Eloquent Custom Query

Jun 29, 2022 4 minutes read
Eloquent Custom Queries

Eloquent is the heart of the Laravel application, it is the most important part that gives us the pleasure of development. There are probably more parts you enjoy in Laravel, but Eloquent and the way you interact with the database they are key points of an amazing DX in that framework.

Custom queries

While developing your application, you may have encountered displaying or processing of different kind of lists of objects for the same entity. E.g. User entity, in the admin panel you probably need to display a list of all users, there may also be a list of only active users or those who are ending subscriptions in the next day. And so on. 

There are many such situations, especially if you develop a large application and have many entities. So wherever in your code you use Model::query() or Model::where() these are custom queries. If you create them in a well-organized way, you can create a testable system that will be resistant to changes in business logic.

Where to store custom queries?

In my experience, it's best to create them directly in Eloquent models. No matter if you are building a large or a small system.

Instead of doing that:

// controller
public function index()
	$users = User::query()
		->where('is_active', true)
	return view('users', ['users' => $users]);

Try to do this:

// model
use Illuminate\Database\Eloquent\Builder;

public static function queryOnlyActive(): Builder
	return self::query()->where('is_active', true);
// controller
public function index()
	$users = User::queryOnlyActive()->paginate();
	return view('users', ['users' => $users]);

By doing this you can achieve some kind of DRY principle. Your code will become consistence and more readable for other team members. Also you will not waste time looking for a suitable place for the next custom query you'd like to create.
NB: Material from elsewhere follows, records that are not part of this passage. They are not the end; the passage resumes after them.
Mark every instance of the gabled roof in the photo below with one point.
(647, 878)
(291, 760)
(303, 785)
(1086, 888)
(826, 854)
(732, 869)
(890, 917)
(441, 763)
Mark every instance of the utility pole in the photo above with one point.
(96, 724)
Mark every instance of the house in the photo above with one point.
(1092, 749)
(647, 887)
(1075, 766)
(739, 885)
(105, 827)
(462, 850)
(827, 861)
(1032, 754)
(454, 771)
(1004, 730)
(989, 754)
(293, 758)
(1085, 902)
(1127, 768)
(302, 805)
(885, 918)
The key part of the code above is to return a Builder instead of primitive or generic types. This will allow you to keep some flexibility for any consumer of this method. By returning the Builder you still have a lot of freedom in what query you send to the database, few examples are below:

// ...

Avoid DB queries

In your business logic, try to avoid creating queries using Illuminate\Support\Facades\DB. Always try to register models for each table in your database. Even if it's just an intermediate table. Really it will save you a lot of time.

Of course there are reasons for using DB helper (e.g. reading data from different database), but IMHO it's easier to use Eloquent queries in your business logic in order to avoid a difference in the results, to have consistent structures and readable code.
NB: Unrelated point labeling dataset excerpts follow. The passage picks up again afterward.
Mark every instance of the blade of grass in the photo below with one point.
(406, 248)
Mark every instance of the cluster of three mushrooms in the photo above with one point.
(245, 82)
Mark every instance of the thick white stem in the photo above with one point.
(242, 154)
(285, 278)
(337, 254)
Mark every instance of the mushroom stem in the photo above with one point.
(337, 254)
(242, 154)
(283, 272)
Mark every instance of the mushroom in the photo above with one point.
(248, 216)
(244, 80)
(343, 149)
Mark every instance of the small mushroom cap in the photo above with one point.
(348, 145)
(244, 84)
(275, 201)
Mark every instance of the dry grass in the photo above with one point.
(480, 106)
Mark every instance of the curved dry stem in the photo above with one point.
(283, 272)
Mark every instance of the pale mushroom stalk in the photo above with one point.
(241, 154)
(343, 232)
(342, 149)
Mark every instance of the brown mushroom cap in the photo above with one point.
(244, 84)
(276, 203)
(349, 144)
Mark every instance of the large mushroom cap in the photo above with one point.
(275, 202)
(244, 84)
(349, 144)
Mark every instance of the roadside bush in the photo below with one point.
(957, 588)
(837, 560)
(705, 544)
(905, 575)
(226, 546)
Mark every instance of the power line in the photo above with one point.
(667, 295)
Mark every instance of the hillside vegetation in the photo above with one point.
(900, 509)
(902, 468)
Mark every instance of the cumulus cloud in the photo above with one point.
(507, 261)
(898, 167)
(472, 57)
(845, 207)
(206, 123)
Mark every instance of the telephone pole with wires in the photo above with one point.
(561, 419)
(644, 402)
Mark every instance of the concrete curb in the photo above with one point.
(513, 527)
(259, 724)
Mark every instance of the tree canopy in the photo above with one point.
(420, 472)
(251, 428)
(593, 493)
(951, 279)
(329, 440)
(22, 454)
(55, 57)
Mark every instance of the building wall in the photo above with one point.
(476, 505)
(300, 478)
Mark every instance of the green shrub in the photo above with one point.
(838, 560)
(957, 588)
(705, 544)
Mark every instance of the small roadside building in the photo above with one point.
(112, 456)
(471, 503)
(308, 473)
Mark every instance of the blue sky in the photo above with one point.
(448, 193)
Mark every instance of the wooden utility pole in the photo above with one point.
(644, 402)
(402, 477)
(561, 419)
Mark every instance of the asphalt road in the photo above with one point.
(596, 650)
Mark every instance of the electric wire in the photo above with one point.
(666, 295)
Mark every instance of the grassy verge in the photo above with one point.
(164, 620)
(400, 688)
Before you use Repository pattern

In all framework battles, there is always the key player - ORM. It is clear that ORM is the backbone of most database systems. Also sometimes somewhere between the ORM and your business logic, you can come across Repository pattern. There are many articles on that, so I used a quote from Martin Fowler.

A repository performs the tasks of an intermediary between the domain model layers and data mapping, acting in a similar way to a set of domain objects in memory.

Martin Fowler

I think the first sentence of this quote is already suggesting we should forget about it. Eloquent has no data mapping feature or any additional layer for that. And that's good! Eloquent is an implementation of Active Record. If you take a look how queries are processed in Laravel Eloquent you will realize that truly it makes no sense to use Repository pattern.

Also note that the Repository pattern described by Mr. Martin is not the same repository you might have seen in Symfony. I have often met people who have had many years of experience with Symfony, and have tried to force themselves into the practices they have acquired over the years. In my opinion, this is a small misunderstanding. It's possible that this is why some people create separate classes / namespaces and call them UserRepository. Of course, you can create additional classes with the Repository suffix, but the name itself may cause more confusion for next hero in the project.


Database structures are already complicated enough, let's try not to complicate the code.

Disclaimer: The opinions expressed here are my own and do not necessarily represent those of current or past employers.